Mons. Cesare Nosiglia, arcivescovo di Torino, è stato nominato da Papa Francesco Amministratore Apostolico della diocesi di Susa. La decisione è arrivata dopo che il Santo Padre ha accettato la rinuncia al governo pastorale della diocesi confinante con quella di Torino, presentata dal vescovo Alfonso Badini Confalonieri, che lo scorso 1° agosto ha compiuto i 75 anni.
A dare l’annuncio della nuova responsabilità è stato lo stesso Nosiglia oggi, in contemporanea con la Sala stampa della Santa Sede. L’arcivescovo di Torino ha precisato che non si tratta di un accorpamento delle due diocesi, ma di una unione che dovrà essere funzionale ad un comune lavoro secondo le direzioni della “sinodalità” e della “missione”. Si tratta cioè di una unione in persona episcopi. Un’operazione simile, in Piemonte, era già stata compiuta anni fa per le diocesi di Fossano e Cuneo.

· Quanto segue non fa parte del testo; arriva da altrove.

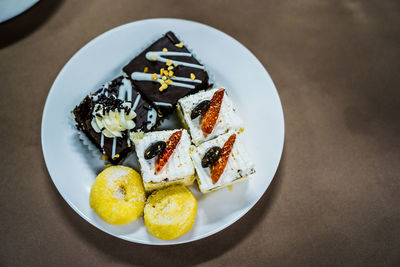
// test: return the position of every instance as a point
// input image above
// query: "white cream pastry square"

La diocesi di Susa conta attualmente 79.843 abitanti (circa 73.400 battezzati), 40 preti e 61 parrocchie. Nosiglia ha spiegato che il suo intento come Amministratore Apostolico sarà quello di “aprire l’episcopio di Susa a tutti”. L’arcivescovo ha comunicato l’importante cambiamento che riguarda le due diocesi con due distinte lettere rivolte ai due territori ed ha precisato Torino e Susa restano due diocesi con tutte le loro tradizioni, l’impianto pastorale e le attività. “Il mio compito sarà quello di cercare di favorirne l’unità e la comunione. Entrambe su questo dovranno impegnarsi”. Sempre Nosiglia ha sottolineato che “ci sarà un momento di passaggio magari non facile ma credo che la gente capirà che questa è la linea su cui la chiesa sta camminando. L’importante è non pensare che sia un assorbimento da parte di Torino. Non sarà così: io manterrò tutte le realtà, le strutture, le iniziative, e le valorizzerò al massimo”.